49. Torch by Cheryl Strayed (5/5). This novel has been on my to-read list for months now, and I loved it. It wasn’t the best book I’ve read in my life, but it was solidly wonderful. Her memoir Wild has just been shipped to my library branch for me to pick up, and I’m thrilled!
50. March by Geraldine Brooks (5/5). Love, love, love. Brooks is a fabulously talented writer, and I found March was both simple and earth-shattering. One of my favorite literary questions is, “How well do you really know the person you love?” and while this wasn’t necessarily the heart of March, it was explored deeply.
51. Extravagaria by Pablo Neruda (5/5). It’s Neruda. And fabulous.
52. Scout, Atticus, and Boo: A Celebration of To Kill a Mockingbird by Mary McDonagh Murphy (3/5). I spotted this while browsing in Barnes & Noble and decided to check it out of the library. It’s a discussion of TKAM’s effect on America, as well as writers talking about TKAM. Interesting, but it could be half as long–many of the author comments were repeated in Murphy’s narrative.

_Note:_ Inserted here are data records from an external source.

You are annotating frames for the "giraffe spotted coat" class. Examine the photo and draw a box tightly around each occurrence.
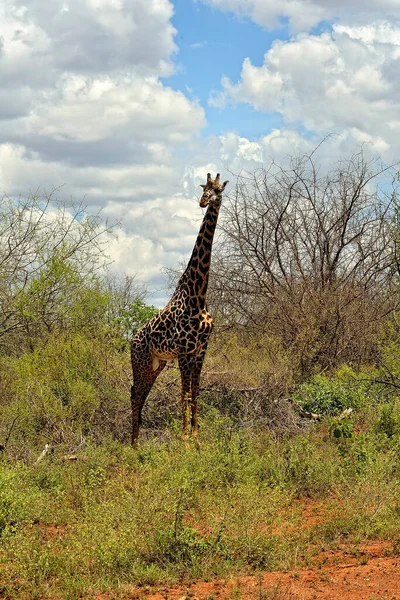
[130,173,228,446]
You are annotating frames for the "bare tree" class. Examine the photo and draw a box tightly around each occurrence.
[0,190,113,352]
[210,149,399,376]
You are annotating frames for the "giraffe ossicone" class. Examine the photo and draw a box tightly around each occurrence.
[130,173,229,447]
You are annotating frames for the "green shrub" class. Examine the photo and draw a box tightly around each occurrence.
[0,330,130,455]
[0,464,47,532]
[293,374,366,416]
[375,401,400,439]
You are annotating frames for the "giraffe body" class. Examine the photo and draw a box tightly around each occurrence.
[130,173,228,446]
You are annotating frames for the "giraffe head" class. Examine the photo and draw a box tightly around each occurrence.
[199,173,228,208]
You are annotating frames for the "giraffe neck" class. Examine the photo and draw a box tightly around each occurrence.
[174,202,220,309]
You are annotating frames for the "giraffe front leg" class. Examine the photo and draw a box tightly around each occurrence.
[131,384,141,448]
[130,379,154,448]
[179,356,193,445]
[190,375,200,442]
[190,346,208,448]
[181,379,191,442]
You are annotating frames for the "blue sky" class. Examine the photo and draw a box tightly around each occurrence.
[168,0,286,137]
[0,0,399,303]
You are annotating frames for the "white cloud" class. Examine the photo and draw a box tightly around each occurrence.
[0,139,207,303]
[190,41,208,49]
[199,0,400,32]
[6,0,177,77]
[2,0,398,304]
[0,0,179,118]
[0,0,210,300]
[6,75,205,147]
[210,22,400,161]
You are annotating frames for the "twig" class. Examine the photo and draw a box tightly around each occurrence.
[201,386,262,393]
[286,398,322,421]
[61,455,78,461]
[2,415,19,450]
[35,444,50,465]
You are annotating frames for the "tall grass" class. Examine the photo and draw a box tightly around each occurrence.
[1,405,400,599]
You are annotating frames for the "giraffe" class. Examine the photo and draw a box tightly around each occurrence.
[130,173,229,447]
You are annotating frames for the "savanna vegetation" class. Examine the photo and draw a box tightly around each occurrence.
[1,150,400,599]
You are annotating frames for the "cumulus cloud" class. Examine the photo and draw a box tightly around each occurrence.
[2,0,398,303]
[199,0,400,32]
[210,22,400,160]
[187,128,364,185]
[3,0,177,79]
[0,0,209,299]
[2,75,205,175]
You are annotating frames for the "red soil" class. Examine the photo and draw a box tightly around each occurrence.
[140,544,400,600]
[130,498,400,600]
[38,502,400,600]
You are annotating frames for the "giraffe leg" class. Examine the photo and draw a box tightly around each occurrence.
[131,361,166,448]
[131,384,140,447]
[178,355,194,443]
[138,360,166,426]
[190,345,208,447]
[131,380,151,447]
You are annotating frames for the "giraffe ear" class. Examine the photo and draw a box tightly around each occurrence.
[199,184,206,189]
[222,180,229,189]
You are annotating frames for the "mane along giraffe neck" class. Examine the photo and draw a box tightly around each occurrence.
[170,200,220,312]
[130,173,228,447]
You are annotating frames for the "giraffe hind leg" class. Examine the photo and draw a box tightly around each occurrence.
[131,360,166,447]
[178,351,207,448]
[139,359,166,425]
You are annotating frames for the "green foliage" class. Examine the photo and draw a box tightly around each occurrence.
[0,324,130,454]
[111,297,158,338]
[281,435,337,497]
[293,374,366,416]
[329,416,354,440]
[0,192,112,354]
[0,422,400,598]
[1,183,400,598]
[375,401,400,439]
[0,463,48,533]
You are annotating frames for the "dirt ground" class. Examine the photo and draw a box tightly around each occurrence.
[139,544,400,600]
[24,500,400,600]
[131,499,400,600]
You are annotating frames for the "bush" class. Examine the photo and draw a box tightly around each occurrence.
[375,401,400,439]
[293,374,366,416]
[0,328,130,456]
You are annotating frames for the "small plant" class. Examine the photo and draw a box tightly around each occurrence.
[374,402,400,438]
[392,538,400,556]
[329,416,354,440]
[293,375,364,416]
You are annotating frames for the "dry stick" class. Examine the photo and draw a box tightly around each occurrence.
[201,385,261,393]
[35,443,50,465]
[202,382,324,422]
[2,415,19,450]
[286,398,322,421]
[61,455,78,461]
[202,381,324,420]
[164,370,325,422]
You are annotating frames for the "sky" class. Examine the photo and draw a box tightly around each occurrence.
[0,0,400,305]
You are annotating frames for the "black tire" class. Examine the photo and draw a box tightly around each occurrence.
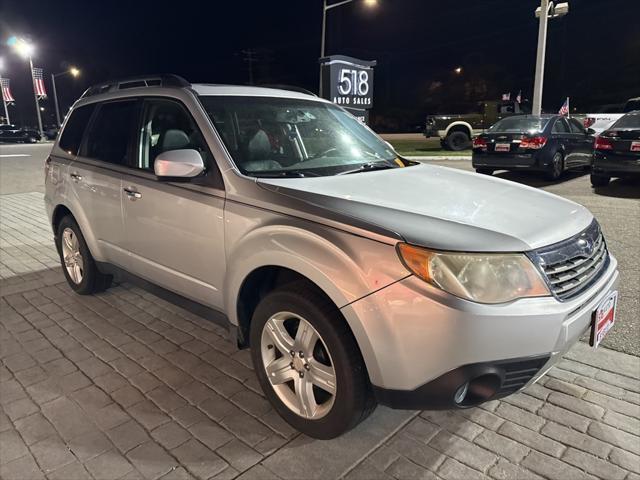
[590,174,610,187]
[28,136,38,144]
[475,168,494,175]
[545,152,564,181]
[446,131,470,151]
[56,215,112,295]
[249,285,375,439]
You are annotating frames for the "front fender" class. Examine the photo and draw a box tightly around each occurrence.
[223,210,409,327]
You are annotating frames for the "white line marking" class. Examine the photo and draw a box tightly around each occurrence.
[0,154,31,158]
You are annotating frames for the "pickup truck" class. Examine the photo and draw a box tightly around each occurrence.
[424,100,528,151]
[577,97,640,134]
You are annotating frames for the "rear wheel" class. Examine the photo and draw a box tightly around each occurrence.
[475,168,494,175]
[56,216,112,294]
[545,152,564,181]
[250,285,375,439]
[590,174,610,187]
[446,131,470,151]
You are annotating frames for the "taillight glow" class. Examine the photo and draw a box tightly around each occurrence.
[473,137,487,150]
[594,136,614,150]
[520,136,547,149]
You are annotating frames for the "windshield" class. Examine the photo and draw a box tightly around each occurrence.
[611,112,640,129]
[199,96,403,177]
[488,116,550,133]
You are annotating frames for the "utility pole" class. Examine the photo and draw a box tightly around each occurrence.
[242,49,256,85]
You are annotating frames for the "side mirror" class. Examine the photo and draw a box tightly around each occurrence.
[154,149,205,181]
[586,127,596,135]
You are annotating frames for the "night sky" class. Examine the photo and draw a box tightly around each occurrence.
[1,0,638,130]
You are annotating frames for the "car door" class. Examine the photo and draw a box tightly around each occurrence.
[120,97,226,309]
[69,100,138,266]
[550,117,573,164]
[568,117,594,166]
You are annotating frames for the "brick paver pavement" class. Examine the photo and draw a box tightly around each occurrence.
[1,192,639,480]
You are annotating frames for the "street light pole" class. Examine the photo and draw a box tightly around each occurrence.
[51,73,61,127]
[532,0,549,115]
[319,0,376,97]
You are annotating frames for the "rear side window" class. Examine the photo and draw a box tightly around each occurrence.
[568,118,586,134]
[552,118,570,134]
[58,104,96,155]
[83,100,138,165]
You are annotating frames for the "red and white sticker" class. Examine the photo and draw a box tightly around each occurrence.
[591,291,617,348]
[630,141,640,152]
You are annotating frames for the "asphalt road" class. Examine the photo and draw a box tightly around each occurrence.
[1,142,638,355]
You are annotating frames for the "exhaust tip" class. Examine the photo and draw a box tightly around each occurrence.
[454,374,501,407]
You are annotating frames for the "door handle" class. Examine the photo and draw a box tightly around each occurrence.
[70,172,82,182]
[123,187,142,200]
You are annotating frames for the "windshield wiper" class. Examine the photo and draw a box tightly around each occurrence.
[249,170,320,178]
[337,162,397,176]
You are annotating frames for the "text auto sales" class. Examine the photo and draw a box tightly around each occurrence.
[332,96,372,106]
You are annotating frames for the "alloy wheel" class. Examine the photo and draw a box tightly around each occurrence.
[61,227,84,284]
[260,311,337,419]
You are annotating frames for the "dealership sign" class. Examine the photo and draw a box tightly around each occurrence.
[319,55,376,123]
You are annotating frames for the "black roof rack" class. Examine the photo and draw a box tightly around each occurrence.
[258,84,317,97]
[80,74,190,98]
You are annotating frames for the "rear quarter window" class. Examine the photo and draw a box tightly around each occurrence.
[58,104,96,155]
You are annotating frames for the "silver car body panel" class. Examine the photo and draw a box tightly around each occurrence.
[45,83,620,395]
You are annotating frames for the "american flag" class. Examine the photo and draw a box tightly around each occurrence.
[32,67,47,98]
[516,90,522,104]
[558,97,570,116]
[1,78,15,103]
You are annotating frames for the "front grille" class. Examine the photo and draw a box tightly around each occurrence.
[496,356,550,396]
[528,220,610,301]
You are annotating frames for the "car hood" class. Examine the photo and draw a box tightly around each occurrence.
[256,163,593,252]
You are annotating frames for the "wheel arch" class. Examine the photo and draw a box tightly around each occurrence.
[50,202,104,261]
[444,121,473,138]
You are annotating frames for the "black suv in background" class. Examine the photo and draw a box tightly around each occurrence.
[0,124,41,143]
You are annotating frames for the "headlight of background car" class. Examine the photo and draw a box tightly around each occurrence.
[397,243,550,304]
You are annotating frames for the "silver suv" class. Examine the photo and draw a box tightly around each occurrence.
[45,75,619,438]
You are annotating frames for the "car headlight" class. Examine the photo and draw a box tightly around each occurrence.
[397,243,550,304]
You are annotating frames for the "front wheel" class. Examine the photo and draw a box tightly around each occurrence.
[250,286,375,439]
[590,174,610,187]
[545,152,564,181]
[56,216,112,294]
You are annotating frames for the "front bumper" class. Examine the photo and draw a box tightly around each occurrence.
[340,255,619,408]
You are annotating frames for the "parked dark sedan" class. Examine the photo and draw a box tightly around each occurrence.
[0,124,41,143]
[591,111,640,187]
[472,115,594,180]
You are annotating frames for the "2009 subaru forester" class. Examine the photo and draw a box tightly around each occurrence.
[45,75,619,439]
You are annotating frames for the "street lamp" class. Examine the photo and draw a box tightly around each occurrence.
[0,57,9,124]
[319,0,378,96]
[51,66,80,127]
[8,36,44,138]
[532,1,569,115]
[454,66,463,75]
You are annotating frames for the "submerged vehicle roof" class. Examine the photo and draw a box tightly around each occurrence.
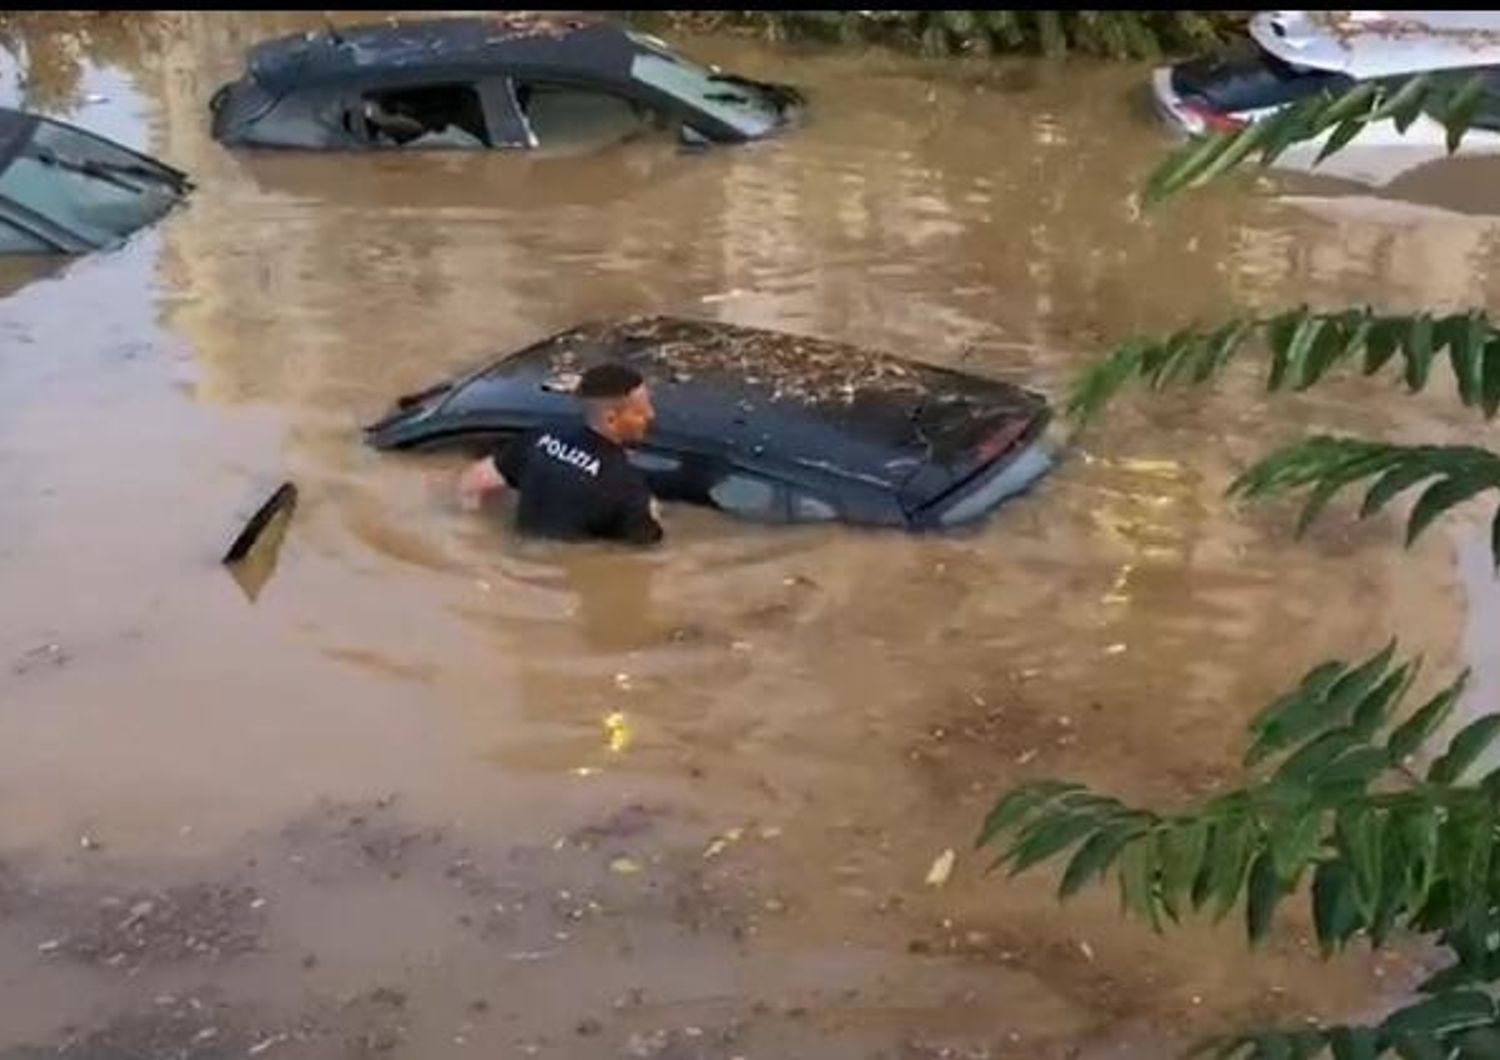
[246,16,653,94]
[1250,10,1500,79]
[368,316,1050,492]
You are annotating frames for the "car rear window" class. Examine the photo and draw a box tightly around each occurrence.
[1172,41,1355,113]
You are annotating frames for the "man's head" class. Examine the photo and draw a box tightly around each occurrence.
[577,363,654,445]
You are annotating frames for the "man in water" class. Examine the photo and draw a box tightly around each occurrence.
[457,363,664,546]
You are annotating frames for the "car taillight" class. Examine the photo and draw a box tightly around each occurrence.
[973,418,1031,465]
[1182,99,1246,134]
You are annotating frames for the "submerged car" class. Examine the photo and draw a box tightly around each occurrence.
[1151,10,1500,187]
[0,107,191,255]
[210,16,804,153]
[365,317,1057,532]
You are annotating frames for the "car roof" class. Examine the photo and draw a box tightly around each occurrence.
[1251,11,1500,79]
[453,316,1047,489]
[246,16,645,94]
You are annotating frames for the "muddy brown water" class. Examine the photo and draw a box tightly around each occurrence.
[3,11,1500,1059]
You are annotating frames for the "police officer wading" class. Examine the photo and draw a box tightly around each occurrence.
[457,363,664,546]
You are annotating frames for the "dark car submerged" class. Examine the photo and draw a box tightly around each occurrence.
[210,17,804,152]
[0,107,191,255]
[365,317,1057,531]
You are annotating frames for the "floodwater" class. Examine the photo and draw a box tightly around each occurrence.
[2,11,1500,1059]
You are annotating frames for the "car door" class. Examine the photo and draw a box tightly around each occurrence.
[506,77,661,151]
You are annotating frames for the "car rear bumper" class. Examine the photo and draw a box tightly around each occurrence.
[1150,65,1200,139]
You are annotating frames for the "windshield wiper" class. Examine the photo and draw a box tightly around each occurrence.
[29,147,182,193]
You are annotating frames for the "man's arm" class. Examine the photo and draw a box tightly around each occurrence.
[457,455,507,512]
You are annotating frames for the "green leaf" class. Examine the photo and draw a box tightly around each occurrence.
[1268,810,1325,886]
[1258,105,1318,166]
[1192,118,1274,187]
[1440,73,1488,154]
[1338,807,1382,919]
[1362,460,1440,518]
[1428,713,1500,785]
[1059,820,1142,899]
[1456,1027,1500,1059]
[1370,73,1433,127]
[1312,860,1362,954]
[1364,316,1406,375]
[1494,502,1500,572]
[1388,674,1470,761]
[1206,816,1256,920]
[1382,991,1496,1036]
[1315,116,1371,166]
[1447,311,1488,406]
[1246,851,1284,943]
[1118,836,1160,929]
[1407,476,1495,547]
[1159,819,1209,916]
[1351,662,1418,737]
[1327,1027,1379,1060]
[1405,315,1437,391]
[977,781,1083,848]
[1317,79,1381,127]
[1318,746,1393,794]
[1006,813,1105,875]
[1275,729,1365,786]
[1392,1035,1447,1060]
[1323,641,1399,724]
[1480,337,1500,419]
[1245,658,1354,766]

53. Behind My Eyes by Li-Young Lee (3/5). In my opinion, this is the weakest of Lee’s poetry collections. I’m not much for existential poetry, and I found my eyes glazing over while reading some of these poems.
54. Touch Magic: Fantasy, Faerie & Folklore in the Literature of Childhood by Jane Yolen (3/5). Meh. This book argues for the preservation of fairy tales in the childhood literary canon (something I’m a huge proponent of!) but I found this book dull and not very compelling. I wanted to love it, but it was just “fine.”
55. Delusions of Gender: How Our Minds, Society, and Neurosexism Create Difference by Cordelia Fine (5/5). As a former women’s studies major, I’ve read a lot of books on this subject. This one outstrips them all. Fine effectively debunks many of the “scientific” claims about the differences between male and female brains. The last section is about gender and childhood, and may be the best argument against childhood gender socialization that I’ve ever seen. Read this book.
56. One Secret Thing by Sharon Olds (4/5). I stumbled upon this book in Barnes & Noble and promptly checked it out of the library. Olds has a wonderful writing style, lyrical and honest.
57. The Unswept Room by Sharon Olds (4.5/5). Even better than the last.
58. Midnight in Peking: How the Murder of a Young Englishwoman Haunted the Last Days of Old China by Paul French (5/5). I heard about this book on NPR months ago and it finally arrived for me at the library. Part true crime, part history lesson, I was riveted by the first chapter. In fact, I even eschewed a nap in order to finish it. High praise!
59. The Accidental Feminist: How Elizabeth Taylor Raised Our Consciousness and We Were Too Distracted By Her Beauty to Notice by M.G. Lord (3.5/5). This was a solidly interesting little book about the feminist content of Elizabeth Taylor’s films.
60. Little Women by Louisa May Alcott (4.5/5). Reading March made me want to read Little Women, which I haven’t looked at since I was very young (and wasn’t terribly fond of it then). Well, suffice it to say that I missed a lot as a teenager. Little Women is wonderful, though the second section drags on a bit in parts, and I’m still bitter about Laurie and Jo.